In the latest in a series of comments in which he has gone further than in
the past to acknowledge heated debate over the war, Bush told PBS in an
interview that he never tried to guess casualty numbers before the March 2003
invasion but said he understood the risks.
"I'll never forget making the decision in the Situation Room, and it
affected me," he was quoted as saying in the transcript of the interview for
"The News Hour with Jim Lehrer."
"I got up out of the chair and walked around the South Lawn there and I
thought, you know, I knew the decision I had just made -- by the way, that I
had been wrestling with for months -- was the right decision," Bush said.
Bush, in a speech on Wednesday, took the blame for going to war over faulty
intelligence but said he was right to topple Saddam Hussein and urged Americans
to be patient.
The Bush administration had emphasized the threat of weapons of mass
destruction as a reason to go to war in Iraq but such weapons were never
found.
Senior U.S. officials, including Vice President Dick Cheney, had also warned
before the war of possible links between Hussein's government and the planners
of the September 11, 2001 attacks on the United States.
Bush acknowledged on Friday there was no evidence of such a link.
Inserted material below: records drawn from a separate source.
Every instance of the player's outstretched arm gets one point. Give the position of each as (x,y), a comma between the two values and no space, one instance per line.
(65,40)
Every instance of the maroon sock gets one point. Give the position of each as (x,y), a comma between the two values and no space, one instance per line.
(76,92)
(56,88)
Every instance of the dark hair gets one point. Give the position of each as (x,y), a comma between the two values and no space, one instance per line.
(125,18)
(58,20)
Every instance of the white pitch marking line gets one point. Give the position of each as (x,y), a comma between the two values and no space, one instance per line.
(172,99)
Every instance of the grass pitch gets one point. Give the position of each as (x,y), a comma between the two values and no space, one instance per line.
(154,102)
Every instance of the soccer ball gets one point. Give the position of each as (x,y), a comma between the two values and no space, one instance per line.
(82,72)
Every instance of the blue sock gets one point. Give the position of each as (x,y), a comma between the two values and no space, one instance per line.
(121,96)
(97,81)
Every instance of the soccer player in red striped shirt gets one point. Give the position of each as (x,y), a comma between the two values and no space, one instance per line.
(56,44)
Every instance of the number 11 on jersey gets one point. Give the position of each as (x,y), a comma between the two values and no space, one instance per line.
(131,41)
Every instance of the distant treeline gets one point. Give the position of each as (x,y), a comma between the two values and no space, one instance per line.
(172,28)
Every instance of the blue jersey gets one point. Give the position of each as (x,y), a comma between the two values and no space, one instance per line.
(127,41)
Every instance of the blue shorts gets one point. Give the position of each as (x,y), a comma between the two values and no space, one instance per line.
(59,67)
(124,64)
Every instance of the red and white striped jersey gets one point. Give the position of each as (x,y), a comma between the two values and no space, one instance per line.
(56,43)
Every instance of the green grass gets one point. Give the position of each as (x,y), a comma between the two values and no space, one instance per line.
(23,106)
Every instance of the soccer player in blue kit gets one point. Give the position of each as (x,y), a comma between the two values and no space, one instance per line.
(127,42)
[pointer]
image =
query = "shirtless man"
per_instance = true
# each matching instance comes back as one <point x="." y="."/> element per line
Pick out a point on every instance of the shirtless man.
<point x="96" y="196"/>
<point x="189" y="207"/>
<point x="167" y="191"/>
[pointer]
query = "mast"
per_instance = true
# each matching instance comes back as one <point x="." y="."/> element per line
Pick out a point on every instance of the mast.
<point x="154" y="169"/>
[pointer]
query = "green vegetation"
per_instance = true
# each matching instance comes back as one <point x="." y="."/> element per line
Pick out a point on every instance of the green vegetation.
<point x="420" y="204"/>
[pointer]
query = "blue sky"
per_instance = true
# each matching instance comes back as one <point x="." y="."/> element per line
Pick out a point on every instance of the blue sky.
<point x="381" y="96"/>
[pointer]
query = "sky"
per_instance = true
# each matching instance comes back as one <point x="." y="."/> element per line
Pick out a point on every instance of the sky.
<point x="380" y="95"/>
"There was no evidence that Saddam Hussein was involved with the attack of
9/11," Bush said. "I've never said that and never made that case prior to going
into Iraq."
But he added that he believed the two issues were related even in the
absence of direct ties.
"I think they are related in the war on terror because he (Saddam) had
terrorist connections. Again, he was a sworn enemy and he'd had weapons of mass
destruction, had used them," Bush said.